Clint l'acteur ne variait pas trop de registre. Le cinéaste, lui, a vite montré des talents divers. Breezy n'est pas des films qui marquent, mais de ceux qui éclairent. L'Amour impossible est l'un des sujets les plus rebattus du cinéma, mais Clint fait fi des clichés. L'héroïne, incarnation rêvée de la libération des moeurs, n'a ni passé sordide, ni addiction. Apparemment naïve dans son utopie et en même temps sacrément malicieuse, les paroles de Breezy interpellent.
Une des forces du film, c'est de distiller les réflexions en évitant les pontifs du genre "peu importe la différence d'âge, tant qu'ils s'aiment". Pas de romantisme baveux. Par petites touches, on finit par saisir ce qui rend Breezy mystérieuse. Il s'agit d'arrêter de tout estimer, de tout compter. Elle offre son amour à tous, ne se soucie pas d'un quelconque retour, et encore moins de savoir si elle a gagné au change ou pas.

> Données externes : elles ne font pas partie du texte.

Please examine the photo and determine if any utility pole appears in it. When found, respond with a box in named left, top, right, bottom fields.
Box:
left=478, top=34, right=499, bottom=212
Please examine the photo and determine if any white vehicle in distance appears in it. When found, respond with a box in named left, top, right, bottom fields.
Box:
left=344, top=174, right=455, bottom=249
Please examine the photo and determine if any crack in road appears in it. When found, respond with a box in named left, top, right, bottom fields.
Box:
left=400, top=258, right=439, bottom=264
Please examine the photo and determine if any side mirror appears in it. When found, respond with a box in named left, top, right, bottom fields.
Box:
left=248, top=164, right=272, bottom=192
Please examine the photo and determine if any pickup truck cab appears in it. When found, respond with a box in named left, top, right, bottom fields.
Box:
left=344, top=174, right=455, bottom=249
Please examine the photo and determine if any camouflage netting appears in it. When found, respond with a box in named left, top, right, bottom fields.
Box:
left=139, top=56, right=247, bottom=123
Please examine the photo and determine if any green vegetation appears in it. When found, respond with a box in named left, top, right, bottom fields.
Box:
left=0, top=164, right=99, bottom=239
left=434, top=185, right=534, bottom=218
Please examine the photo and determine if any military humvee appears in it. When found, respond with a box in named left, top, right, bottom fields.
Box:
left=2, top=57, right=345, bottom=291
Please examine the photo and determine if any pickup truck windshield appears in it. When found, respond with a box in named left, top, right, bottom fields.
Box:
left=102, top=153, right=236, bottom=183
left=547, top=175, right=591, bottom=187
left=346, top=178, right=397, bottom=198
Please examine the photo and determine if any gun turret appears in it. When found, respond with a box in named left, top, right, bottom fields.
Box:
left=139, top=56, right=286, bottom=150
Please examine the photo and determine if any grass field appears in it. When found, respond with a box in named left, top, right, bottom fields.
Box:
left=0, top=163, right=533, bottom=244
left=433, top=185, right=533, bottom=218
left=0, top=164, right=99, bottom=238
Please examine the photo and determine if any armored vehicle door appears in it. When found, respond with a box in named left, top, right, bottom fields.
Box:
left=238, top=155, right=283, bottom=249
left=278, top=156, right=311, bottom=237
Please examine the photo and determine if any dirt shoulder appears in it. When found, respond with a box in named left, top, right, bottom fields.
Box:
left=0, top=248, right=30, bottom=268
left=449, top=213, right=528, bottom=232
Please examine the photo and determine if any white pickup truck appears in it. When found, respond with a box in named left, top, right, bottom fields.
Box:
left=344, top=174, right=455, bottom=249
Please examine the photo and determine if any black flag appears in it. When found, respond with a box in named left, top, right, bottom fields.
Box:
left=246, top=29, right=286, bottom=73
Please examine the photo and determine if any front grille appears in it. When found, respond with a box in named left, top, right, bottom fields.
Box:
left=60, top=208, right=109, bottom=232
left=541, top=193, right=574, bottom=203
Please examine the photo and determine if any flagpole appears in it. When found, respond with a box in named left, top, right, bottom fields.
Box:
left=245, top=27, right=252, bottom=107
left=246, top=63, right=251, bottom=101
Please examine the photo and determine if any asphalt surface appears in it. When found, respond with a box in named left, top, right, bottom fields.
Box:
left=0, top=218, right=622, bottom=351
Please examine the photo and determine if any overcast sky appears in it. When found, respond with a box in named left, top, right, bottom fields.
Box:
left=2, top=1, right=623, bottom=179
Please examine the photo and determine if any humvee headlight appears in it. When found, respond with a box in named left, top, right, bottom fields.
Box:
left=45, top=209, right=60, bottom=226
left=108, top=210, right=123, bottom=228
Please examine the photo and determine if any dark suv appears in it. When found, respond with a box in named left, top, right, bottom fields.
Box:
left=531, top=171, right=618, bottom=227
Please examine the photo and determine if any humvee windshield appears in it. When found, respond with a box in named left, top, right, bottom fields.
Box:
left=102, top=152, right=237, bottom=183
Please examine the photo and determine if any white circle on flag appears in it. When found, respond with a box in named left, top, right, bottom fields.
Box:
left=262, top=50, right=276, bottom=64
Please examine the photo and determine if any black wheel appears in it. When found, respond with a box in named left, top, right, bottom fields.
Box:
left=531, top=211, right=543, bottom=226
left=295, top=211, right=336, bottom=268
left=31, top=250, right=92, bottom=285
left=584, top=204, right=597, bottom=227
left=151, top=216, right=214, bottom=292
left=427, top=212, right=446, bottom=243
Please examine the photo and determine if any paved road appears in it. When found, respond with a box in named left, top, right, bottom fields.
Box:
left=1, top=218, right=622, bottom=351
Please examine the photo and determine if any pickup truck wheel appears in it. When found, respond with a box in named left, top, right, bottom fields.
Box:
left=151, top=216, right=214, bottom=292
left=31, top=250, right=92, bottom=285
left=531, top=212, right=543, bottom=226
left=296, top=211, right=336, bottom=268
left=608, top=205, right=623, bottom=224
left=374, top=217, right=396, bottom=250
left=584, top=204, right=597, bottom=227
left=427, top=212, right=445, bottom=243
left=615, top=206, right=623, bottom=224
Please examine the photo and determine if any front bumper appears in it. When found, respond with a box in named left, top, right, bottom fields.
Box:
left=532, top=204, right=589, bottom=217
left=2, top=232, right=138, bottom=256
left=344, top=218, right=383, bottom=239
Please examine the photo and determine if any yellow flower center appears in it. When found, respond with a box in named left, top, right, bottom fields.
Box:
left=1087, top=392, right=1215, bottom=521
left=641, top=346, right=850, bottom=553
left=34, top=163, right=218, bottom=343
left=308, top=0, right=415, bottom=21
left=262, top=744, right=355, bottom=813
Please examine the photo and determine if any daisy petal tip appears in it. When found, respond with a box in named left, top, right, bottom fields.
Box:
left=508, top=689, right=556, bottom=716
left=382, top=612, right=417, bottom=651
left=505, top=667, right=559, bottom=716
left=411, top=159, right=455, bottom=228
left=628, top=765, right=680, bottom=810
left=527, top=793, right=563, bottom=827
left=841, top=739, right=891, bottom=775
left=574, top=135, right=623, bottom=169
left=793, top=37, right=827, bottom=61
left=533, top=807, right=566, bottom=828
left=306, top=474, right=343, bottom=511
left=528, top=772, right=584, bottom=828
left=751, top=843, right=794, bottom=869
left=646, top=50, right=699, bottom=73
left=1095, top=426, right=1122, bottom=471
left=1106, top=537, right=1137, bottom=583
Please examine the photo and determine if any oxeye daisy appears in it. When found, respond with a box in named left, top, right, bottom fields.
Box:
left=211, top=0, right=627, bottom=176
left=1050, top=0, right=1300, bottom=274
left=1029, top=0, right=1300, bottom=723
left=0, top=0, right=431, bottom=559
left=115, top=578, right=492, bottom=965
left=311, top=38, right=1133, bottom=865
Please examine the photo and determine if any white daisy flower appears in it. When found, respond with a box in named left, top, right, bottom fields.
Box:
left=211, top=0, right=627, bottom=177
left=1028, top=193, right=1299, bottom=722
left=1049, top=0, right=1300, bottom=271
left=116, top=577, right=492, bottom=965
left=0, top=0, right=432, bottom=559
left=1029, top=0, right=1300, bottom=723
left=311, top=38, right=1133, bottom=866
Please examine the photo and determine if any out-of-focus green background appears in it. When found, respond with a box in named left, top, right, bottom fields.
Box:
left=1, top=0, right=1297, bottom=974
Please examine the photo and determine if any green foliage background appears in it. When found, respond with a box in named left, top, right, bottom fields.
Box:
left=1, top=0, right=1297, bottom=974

Bien sûr, le film parle du vieillissement, de la fatigue et du renfermement associés, de la disparition de la spontanéité des sentiments, le refus de la prise de risque, de l'engagement. Mais résumer le film à cela est manquer sa substance. Finalement, Breezy est la petite soeur de la femme de Jules et Jim, elle recherche la forme d'amour parfaite. Seulement l'émancipation est passée par là, et Breezy est nettement plus sereine. On a envie de la serrer dans ses bras à la fin lorsqu'elle dit "Un an?! tu te rends compte!". Le film permet surtout, plus particulièrement pour les gens nés après 1980 comme moi, de comprendre en quoi la société a vécu une authentique régression depuis les années 70. Aujourd'hui, il est impossible même d'envisager les choses sous cet angle. On comprend mieux les incompréhensions inévitables avec la généraion du baby boom qui a vécu un véritable élan social et humain, alors qu'aujourd'hui l'obsession de la réussite, le règne de l'argent, l'apologie de la concurrence, conduisent à appréhender les choses à l'opposé de Breezy.